Friday, February 23, 2007 6:04 AM
codingsanity
Privacy Issue: "Good Guys" infiltrating PC's
There's a story at Slashdot about a teenaged hacker named Brad Willman who broke into 3,000 computers using a trojan he wrote. He created some infected pictures, and then distrbuted them on child porn groups, using them to gain access to the downloaders compluters. Anyway, he managed to track down a judge who was contemplating abusing a boy, and had him arrested. The Computer Crime Research Center has an article about him. Anyway, it looks like the judge could have got off scott free due to this "hackers" actions, Willman said in response:
“In one way, he’s won because he won’t have to go to prison. But in another way, other people know about him now, and they can watch out for him. He’s not as free as he used to be before all of this happened.”
So, he's effectively destroyed any chance of convicting a pedophile, and this is his pathetic response? Since Willman had complete control over the judge's computer, of course the judge couldn't be convicted because of evidence on said computer, For all we know Willman planted it there. It gets even more worrying when you hear more about Willman. He is a serious loner, spending almost all his free time monitoring the computers he has hacked, reading emils, monitoring downloads.
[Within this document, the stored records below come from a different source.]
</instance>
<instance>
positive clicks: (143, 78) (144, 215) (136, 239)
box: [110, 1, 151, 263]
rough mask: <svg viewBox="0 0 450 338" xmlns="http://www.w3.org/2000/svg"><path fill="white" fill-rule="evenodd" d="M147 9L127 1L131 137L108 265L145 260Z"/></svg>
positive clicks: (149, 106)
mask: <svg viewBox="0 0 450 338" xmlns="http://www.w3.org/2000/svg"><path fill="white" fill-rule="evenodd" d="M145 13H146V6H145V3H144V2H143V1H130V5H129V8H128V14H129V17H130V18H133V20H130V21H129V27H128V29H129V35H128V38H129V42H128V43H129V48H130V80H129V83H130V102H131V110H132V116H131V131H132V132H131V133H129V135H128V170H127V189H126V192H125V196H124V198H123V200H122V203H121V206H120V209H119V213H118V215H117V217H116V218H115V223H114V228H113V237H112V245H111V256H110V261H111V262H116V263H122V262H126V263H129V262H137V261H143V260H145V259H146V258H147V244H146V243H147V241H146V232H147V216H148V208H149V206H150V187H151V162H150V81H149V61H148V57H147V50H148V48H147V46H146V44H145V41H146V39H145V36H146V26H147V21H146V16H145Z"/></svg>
He calls himself Omni-Potent, sme illustrative quotes:
- "I judged these people by reading their incoming and outgoing e-mails"
- "Sure, a violation of privacy you must cry, but if you have nothing hurting kids, the future of the world, then there's no reason to worry as that is all that Omni-Potent protects"
- "Omni-Potent's service thus far has been provided without cost to the public. Not one dime has been provided to Omni-Potent and yet there has been tremendous success in providing accurate information."
- "It is after all, technology which helped to find me and mess up important investigations by attempting to lift my veil"
There's no doubt that this young man is seriously disturbed. Considering that he would have had to view the child porn he downloaded in order to "judge" it, one wonders about his motives.
Mor importantly he has committed a massive hacking attack, and should be in jal. However, it appears that if your hacking is targeted against people who society disapproves of (admittedly quite rightly so in this case), then you can hack people at your leisure. The reality is that none of us would welcome such intrusive surveillance, no matter what the aim, especially from a self-appointed teenaged "judge"
Happily the judge was sentenced to jail, but easily might not have been.